There are two kinds of history; the history of politics and the history of literature and art. The one is the history of the will; the other, that of the intellect. The first is a tale of woe, even of terror: it is a record of agony, struggle, fraud, and horrible murder en masse. The second is everywhere pleasing and serene, like the intellect when left to itself, even though its path be one of error. Its chief branch is the history of philosophy. This is, in fact, its fundamental bass, and the notes of it are heard even in the other kind of history. These deep tones guide the formation of opinion, and opinion rules the world. Hence philosophy, rightly understood, is a material force of the most powerful kind, though very slow in its working. The philosophy of a period is thus the fundamental bass of its history.
The NEWSPAPER, is the second-hand in the clock of history; and it is not only made of baser metal than those which point to the minute and the hour, but it seldom goes right.
The so-called leading article is the chorus to the drama of passing events.
Exaggeration of every kind is as essential to journalism as it is to the dramatic art; for the object of journalism is to make events go as far as possible. Thus it is that all journalists are, in the very nature of their calling, alarmists; and this is their way of giving interest to what they write. Herein they are like little dogs; if anything stirs, they immediately set up a shrill bark.
Therefore, let us carefully regulate the attention to be paid to this trumpet of danger, so that it may not disturb our digestion. Let us recognize that a newspaper is at best but a magnifying-glass, and very often merely a shadow on the wall.

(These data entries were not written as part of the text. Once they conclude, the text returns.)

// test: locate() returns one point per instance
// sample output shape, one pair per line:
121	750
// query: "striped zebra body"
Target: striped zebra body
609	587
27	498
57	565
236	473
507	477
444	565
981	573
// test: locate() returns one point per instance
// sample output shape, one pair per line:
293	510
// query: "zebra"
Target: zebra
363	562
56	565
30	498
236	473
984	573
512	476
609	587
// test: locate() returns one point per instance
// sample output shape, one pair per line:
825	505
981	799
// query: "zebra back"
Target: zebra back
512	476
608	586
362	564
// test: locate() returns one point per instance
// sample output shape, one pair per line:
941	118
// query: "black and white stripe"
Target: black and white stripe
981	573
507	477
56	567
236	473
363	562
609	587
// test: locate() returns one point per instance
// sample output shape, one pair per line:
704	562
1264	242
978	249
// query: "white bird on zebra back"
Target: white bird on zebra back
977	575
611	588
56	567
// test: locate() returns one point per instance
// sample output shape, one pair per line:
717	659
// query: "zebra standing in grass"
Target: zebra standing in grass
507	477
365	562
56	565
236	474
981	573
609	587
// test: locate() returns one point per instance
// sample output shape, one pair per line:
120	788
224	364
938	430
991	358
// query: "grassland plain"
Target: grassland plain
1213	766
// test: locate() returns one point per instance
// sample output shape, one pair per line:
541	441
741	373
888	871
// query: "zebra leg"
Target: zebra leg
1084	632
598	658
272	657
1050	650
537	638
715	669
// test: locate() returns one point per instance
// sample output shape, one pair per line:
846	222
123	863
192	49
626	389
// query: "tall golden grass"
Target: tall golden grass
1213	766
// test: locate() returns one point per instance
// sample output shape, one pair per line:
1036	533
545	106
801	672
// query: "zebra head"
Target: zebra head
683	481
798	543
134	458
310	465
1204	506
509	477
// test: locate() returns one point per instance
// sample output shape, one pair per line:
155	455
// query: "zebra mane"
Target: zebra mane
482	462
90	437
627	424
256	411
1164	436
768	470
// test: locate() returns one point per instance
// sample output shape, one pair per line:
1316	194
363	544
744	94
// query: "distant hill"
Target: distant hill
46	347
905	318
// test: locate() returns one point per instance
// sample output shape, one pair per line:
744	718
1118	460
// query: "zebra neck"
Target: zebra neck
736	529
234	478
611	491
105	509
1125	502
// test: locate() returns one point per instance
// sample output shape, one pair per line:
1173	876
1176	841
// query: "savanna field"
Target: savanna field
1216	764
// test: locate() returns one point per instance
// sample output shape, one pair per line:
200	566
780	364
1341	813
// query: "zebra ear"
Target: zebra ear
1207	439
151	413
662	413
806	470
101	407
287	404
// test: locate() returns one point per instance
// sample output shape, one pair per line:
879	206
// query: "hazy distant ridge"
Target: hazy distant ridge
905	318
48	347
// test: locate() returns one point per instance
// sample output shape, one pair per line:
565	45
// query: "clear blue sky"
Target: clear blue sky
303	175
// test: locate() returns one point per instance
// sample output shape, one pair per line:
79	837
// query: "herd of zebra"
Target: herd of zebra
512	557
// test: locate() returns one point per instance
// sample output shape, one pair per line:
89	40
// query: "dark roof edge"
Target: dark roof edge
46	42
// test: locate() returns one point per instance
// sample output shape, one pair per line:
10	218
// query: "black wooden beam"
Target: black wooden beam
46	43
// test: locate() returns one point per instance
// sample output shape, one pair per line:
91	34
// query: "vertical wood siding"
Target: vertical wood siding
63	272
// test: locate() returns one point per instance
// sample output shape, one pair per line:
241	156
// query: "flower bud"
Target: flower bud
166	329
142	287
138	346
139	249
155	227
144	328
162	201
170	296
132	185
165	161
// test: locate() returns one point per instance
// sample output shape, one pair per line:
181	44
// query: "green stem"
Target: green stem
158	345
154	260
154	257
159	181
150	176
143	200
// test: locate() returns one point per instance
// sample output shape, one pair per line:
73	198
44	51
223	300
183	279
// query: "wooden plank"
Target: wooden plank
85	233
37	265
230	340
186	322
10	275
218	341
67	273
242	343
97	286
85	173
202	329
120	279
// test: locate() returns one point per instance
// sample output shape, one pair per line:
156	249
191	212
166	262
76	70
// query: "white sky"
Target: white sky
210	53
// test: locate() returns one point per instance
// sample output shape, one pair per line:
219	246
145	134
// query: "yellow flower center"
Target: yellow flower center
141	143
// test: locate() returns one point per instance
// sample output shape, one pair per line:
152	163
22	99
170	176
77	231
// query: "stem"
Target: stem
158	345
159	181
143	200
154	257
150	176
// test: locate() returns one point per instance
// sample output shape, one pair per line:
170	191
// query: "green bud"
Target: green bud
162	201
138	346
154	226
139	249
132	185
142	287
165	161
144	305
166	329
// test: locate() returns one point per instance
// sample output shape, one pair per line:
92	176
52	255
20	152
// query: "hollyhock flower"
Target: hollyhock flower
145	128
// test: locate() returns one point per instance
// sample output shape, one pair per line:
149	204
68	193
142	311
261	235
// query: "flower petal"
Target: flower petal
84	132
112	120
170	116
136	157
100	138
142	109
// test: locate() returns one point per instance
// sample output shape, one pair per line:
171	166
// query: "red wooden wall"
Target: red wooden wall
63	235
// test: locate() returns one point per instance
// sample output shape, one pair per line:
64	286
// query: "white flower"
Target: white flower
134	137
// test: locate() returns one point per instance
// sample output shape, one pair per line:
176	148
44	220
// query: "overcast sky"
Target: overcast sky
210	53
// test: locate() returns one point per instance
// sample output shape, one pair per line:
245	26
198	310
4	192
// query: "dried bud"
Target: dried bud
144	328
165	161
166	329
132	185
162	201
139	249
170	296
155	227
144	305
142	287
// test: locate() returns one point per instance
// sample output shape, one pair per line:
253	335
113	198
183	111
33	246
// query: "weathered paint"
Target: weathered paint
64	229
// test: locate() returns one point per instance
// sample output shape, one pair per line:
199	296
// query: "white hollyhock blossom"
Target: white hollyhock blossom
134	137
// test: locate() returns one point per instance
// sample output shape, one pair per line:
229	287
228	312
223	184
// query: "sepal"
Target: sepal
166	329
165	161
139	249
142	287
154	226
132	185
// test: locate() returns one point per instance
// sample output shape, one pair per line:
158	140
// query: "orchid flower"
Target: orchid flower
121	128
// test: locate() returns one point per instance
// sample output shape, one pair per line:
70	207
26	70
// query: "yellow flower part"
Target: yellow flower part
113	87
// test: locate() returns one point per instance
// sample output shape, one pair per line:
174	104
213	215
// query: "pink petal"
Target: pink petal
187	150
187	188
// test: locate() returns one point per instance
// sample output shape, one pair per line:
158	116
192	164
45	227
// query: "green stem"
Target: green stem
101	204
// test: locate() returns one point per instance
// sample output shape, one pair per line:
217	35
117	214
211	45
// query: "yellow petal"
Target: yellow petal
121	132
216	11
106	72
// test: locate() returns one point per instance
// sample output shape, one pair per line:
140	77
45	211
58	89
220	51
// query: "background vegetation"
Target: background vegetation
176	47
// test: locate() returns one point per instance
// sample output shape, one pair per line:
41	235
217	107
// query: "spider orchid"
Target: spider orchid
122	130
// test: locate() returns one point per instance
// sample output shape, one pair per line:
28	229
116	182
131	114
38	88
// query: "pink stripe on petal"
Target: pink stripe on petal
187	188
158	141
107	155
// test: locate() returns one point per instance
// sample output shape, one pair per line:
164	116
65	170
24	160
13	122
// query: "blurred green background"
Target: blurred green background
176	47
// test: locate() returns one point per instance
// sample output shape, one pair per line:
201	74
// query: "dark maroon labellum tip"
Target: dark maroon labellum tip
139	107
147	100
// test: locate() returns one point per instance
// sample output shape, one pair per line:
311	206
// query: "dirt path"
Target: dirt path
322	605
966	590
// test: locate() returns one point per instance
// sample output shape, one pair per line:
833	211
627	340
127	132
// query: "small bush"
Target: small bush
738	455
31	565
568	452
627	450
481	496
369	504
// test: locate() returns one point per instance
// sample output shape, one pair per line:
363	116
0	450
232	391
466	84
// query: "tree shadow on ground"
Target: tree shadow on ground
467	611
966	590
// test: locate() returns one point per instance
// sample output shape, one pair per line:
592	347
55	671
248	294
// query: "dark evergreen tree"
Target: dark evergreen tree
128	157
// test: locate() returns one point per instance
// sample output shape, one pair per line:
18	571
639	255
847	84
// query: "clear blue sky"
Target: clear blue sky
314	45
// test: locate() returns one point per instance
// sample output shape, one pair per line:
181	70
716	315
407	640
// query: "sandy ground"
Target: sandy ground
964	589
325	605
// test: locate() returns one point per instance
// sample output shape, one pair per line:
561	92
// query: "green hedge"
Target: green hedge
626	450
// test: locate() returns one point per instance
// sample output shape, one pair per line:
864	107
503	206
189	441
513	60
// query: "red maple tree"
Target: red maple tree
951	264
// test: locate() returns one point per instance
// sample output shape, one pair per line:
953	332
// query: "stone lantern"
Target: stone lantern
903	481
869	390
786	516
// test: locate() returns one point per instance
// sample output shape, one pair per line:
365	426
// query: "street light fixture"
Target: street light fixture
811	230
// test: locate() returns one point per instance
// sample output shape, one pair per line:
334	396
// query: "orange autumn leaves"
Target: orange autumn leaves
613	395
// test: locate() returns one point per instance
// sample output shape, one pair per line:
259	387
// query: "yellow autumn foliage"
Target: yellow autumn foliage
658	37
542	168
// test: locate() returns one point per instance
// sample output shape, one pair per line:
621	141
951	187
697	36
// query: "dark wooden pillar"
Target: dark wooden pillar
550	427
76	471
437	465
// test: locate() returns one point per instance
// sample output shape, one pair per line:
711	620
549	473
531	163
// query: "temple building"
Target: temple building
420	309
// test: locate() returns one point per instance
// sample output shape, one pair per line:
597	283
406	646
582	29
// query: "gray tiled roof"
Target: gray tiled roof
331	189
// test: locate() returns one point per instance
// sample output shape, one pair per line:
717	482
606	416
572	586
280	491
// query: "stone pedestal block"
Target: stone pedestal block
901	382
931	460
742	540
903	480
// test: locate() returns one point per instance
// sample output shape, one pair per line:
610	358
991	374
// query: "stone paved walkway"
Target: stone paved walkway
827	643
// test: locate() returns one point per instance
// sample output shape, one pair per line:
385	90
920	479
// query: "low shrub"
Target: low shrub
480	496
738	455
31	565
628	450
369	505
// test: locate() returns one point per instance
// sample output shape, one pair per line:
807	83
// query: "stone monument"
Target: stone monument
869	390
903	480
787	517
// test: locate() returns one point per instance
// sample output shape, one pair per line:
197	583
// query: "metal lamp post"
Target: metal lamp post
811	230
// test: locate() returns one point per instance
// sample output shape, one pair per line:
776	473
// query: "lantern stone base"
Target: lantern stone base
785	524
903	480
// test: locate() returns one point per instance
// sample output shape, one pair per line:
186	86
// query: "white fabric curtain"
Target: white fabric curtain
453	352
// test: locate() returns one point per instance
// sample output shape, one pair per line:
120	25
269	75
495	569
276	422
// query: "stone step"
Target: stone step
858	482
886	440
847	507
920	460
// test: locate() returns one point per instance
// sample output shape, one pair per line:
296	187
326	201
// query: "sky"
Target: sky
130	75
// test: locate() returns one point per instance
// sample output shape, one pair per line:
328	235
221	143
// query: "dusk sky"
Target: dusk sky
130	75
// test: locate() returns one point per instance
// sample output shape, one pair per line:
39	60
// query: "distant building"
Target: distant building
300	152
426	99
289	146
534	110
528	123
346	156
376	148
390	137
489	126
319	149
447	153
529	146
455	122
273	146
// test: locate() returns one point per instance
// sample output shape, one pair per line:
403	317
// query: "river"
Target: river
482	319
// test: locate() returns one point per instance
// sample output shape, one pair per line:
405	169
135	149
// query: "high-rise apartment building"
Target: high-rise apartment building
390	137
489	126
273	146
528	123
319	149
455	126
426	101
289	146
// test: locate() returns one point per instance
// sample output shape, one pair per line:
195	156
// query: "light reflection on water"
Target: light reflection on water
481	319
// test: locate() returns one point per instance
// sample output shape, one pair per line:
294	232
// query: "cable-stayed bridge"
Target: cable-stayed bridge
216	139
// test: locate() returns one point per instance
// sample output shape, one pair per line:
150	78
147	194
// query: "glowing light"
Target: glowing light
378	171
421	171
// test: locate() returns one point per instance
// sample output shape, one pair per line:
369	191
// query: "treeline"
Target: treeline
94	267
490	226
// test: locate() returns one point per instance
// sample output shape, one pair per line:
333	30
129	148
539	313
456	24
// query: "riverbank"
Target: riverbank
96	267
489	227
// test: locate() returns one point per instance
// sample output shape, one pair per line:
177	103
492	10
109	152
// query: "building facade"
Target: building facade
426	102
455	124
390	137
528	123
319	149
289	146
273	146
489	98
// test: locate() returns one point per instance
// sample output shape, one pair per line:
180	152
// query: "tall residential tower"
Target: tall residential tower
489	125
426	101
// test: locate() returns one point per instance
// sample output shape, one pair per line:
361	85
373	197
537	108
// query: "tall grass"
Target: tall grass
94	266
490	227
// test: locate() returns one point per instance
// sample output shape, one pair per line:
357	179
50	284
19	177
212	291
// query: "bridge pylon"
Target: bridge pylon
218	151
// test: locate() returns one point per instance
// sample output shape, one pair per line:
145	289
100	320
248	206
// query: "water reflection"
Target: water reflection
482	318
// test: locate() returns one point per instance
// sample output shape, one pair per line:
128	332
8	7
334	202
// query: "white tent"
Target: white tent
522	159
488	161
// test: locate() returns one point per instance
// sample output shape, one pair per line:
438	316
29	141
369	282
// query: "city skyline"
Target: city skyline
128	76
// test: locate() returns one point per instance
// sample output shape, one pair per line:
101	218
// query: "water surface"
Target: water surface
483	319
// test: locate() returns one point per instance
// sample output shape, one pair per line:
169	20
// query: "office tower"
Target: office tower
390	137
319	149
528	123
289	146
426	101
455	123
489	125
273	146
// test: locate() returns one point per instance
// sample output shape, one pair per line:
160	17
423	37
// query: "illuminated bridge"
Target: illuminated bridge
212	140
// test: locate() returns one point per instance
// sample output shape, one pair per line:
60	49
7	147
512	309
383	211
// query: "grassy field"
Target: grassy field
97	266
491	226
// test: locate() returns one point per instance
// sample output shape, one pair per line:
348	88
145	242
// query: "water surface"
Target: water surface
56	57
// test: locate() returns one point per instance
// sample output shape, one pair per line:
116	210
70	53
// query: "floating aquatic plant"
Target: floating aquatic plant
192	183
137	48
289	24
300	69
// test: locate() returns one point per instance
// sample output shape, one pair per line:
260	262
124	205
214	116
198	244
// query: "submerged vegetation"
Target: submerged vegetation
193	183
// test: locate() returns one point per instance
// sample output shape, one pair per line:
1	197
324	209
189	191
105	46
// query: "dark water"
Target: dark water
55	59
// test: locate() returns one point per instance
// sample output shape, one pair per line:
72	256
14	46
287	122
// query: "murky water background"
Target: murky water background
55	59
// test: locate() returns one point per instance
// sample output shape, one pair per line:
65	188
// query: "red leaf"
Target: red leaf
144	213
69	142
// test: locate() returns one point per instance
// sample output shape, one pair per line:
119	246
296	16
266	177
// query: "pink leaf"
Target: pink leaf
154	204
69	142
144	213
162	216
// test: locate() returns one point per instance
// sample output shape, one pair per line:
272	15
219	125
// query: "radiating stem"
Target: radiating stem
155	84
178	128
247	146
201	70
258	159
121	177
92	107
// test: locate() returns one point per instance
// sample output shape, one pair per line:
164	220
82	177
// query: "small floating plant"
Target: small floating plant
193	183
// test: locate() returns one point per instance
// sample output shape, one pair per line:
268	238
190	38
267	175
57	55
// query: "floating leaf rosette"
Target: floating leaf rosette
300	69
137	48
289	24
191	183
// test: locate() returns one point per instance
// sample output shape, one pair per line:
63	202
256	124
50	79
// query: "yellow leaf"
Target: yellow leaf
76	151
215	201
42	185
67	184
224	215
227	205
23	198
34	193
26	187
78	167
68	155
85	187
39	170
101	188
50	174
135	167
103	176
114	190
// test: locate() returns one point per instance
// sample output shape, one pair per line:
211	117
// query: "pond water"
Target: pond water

The pen is to thought what the stick is to walking; but you walk most easily when you have no stick, and you think with the greatest perfection when you have no pen in your hand. It is only when a man begins to be old that he likes to use a stick and is glad to take up his pen.
When an hypothesis has once come to birth in the mind, or gained a footing there, it leads a life so far comparable with the life of an organism, as that it assimilates matter from the outer world only when it is like in kind with it and beneficial; and when, contrarily, such matter is not like in kind but hurtful, the hypothesis, equally with the organism, throws it off, or, if forced to take it, gets rid of it again entire.
To gain immortality an author must possess so many excellences that while it will not be easy to find anyone to understand and appreciate them all, there will be men in every age who are able to recognize and value some of them. In this way the credit of his book will be maintained throughout the long course of centuries, in spite of the fact that human interests are always changing.